How XML improves the Library System

At the heart of every librarian is the desire to organize information so that it is accessible; a library without a cataloging system is just a pile of books.  No matter how eclectic or well preserved, a collection of books is only as useful as its cataloging system, and the same goes for the wide array of digital resources available on the internet.  When a code is provided to unlock the details of the collection, the information in that particular library is opened up to researchers.   A single code for the organization of available information is the ultimate quest for today’s librarians, and the code that works most effectively in our present ‘digital’ system is XML.

The challenge before librarians today is to take the seemingly unknowable expanse of electronic resources, and catalogue it so that it is available to users searching from many different portals, in different languages and in different platforms.   In this present challenge, XML is the best option for organization and delivery of information. Once translated and catalogued under XML standards, the bibliographic information of any scanned text or object is comprehensive, with more depth and cataloguing detail than ever before. This in turn affects library applications such as inter library loans and the storing and accessing of digital libraries or archives.

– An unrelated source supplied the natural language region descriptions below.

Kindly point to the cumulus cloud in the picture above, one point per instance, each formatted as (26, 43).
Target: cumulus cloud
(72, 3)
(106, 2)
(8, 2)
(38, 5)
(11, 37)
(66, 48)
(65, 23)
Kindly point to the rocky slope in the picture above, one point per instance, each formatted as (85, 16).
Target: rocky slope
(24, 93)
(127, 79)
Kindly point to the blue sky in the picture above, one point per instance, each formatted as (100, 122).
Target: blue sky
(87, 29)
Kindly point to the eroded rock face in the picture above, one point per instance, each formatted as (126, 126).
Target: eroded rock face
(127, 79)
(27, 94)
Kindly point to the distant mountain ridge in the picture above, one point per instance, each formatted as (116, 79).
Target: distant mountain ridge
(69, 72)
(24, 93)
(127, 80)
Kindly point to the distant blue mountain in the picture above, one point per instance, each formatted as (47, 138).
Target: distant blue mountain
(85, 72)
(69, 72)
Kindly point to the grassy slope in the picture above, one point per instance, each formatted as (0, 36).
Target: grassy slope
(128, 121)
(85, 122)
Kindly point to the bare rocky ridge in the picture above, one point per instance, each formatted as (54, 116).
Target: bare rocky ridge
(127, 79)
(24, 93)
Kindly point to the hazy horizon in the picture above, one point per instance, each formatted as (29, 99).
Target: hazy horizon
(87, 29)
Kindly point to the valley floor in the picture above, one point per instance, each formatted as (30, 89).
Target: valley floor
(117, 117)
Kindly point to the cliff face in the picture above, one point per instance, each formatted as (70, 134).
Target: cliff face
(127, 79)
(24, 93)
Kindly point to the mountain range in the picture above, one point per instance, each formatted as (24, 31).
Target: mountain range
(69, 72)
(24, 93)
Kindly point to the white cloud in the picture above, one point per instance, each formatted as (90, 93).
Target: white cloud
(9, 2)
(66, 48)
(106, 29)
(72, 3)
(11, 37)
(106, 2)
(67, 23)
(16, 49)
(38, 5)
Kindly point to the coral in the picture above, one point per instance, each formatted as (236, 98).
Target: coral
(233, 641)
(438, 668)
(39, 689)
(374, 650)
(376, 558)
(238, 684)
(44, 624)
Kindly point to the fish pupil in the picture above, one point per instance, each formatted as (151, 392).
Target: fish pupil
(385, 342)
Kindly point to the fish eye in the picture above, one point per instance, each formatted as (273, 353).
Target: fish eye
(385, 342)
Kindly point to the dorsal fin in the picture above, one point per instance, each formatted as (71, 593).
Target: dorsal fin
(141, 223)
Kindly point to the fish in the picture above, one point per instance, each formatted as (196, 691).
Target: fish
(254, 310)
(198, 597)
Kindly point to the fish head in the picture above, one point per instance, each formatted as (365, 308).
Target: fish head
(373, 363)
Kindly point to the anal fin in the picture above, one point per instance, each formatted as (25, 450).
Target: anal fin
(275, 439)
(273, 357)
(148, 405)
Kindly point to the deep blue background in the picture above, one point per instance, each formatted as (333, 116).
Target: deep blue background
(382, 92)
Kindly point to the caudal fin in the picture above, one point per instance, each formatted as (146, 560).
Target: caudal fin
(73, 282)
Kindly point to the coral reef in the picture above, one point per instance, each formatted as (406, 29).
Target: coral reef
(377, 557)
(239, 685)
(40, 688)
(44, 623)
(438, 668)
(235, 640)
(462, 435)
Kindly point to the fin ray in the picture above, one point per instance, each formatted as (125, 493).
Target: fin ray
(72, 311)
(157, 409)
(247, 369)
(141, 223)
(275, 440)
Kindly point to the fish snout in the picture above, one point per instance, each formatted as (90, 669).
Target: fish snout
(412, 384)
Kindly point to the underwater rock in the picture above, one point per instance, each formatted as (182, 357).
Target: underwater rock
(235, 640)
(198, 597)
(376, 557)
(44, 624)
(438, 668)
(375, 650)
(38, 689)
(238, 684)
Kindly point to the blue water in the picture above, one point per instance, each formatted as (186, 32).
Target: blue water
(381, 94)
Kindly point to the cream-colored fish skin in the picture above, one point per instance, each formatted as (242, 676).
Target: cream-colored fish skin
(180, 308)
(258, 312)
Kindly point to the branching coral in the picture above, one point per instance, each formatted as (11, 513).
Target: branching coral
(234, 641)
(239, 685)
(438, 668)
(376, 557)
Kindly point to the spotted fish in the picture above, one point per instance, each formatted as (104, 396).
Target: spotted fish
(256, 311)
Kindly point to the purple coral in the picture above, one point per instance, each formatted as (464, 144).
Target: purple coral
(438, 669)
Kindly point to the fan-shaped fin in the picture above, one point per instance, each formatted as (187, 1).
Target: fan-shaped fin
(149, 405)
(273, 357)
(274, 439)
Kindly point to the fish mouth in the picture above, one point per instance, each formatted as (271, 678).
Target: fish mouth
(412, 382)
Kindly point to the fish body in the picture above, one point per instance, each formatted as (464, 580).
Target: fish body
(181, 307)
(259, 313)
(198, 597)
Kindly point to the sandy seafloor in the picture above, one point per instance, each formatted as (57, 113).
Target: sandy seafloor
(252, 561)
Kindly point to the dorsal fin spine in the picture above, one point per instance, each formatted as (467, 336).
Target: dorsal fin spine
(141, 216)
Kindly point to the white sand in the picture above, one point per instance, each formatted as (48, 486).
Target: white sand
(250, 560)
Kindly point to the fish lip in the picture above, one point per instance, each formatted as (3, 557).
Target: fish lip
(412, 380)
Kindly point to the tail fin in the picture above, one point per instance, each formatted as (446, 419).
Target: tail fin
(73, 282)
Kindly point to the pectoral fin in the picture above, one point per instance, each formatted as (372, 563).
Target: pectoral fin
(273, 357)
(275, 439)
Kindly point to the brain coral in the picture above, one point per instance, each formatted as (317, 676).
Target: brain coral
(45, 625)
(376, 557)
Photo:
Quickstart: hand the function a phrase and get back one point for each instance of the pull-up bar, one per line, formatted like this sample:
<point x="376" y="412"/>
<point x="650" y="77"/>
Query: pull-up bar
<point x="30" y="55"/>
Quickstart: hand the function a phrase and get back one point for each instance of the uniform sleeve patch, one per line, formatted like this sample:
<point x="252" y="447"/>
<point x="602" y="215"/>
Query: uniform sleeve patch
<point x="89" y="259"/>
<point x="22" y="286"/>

XML improves library services primarily by improving bibliographic cataloguing.  This original translation of information into XML data paves the way for improvement in other applications in the library system.  Electronic resources such as online archives of texts and non-textual objects, resources in different languages and resources catalogued in different formats are more  accessible when they have been catalogued in the most interoperable ‘language’ that is  available. Once the original bibliographic data is in XML, inter-library loans are improved by increased availability of resources, and more scanned information can be stored and accessed in digital archives.

XML (eXtensible Markup Language) is a widely used standard on the internet:  it is a structured, flexible and interoperable metadata schema that is ideal for storing bibliographic information. XML is not actually a language, which by definition is fixed, but a meta language, and in this way XML is more like MARC (Machine Readable Cataloguing Records) than the other well-known language of the internet, html.   While “html’ formats show how data is displayed and what it looks like, XML, like MARC, describes the content of data elements and structures the data so that it is portable between different systems.  Both XML and MARC were designed to store and transport data, and they both define and validate information so that it can be shared.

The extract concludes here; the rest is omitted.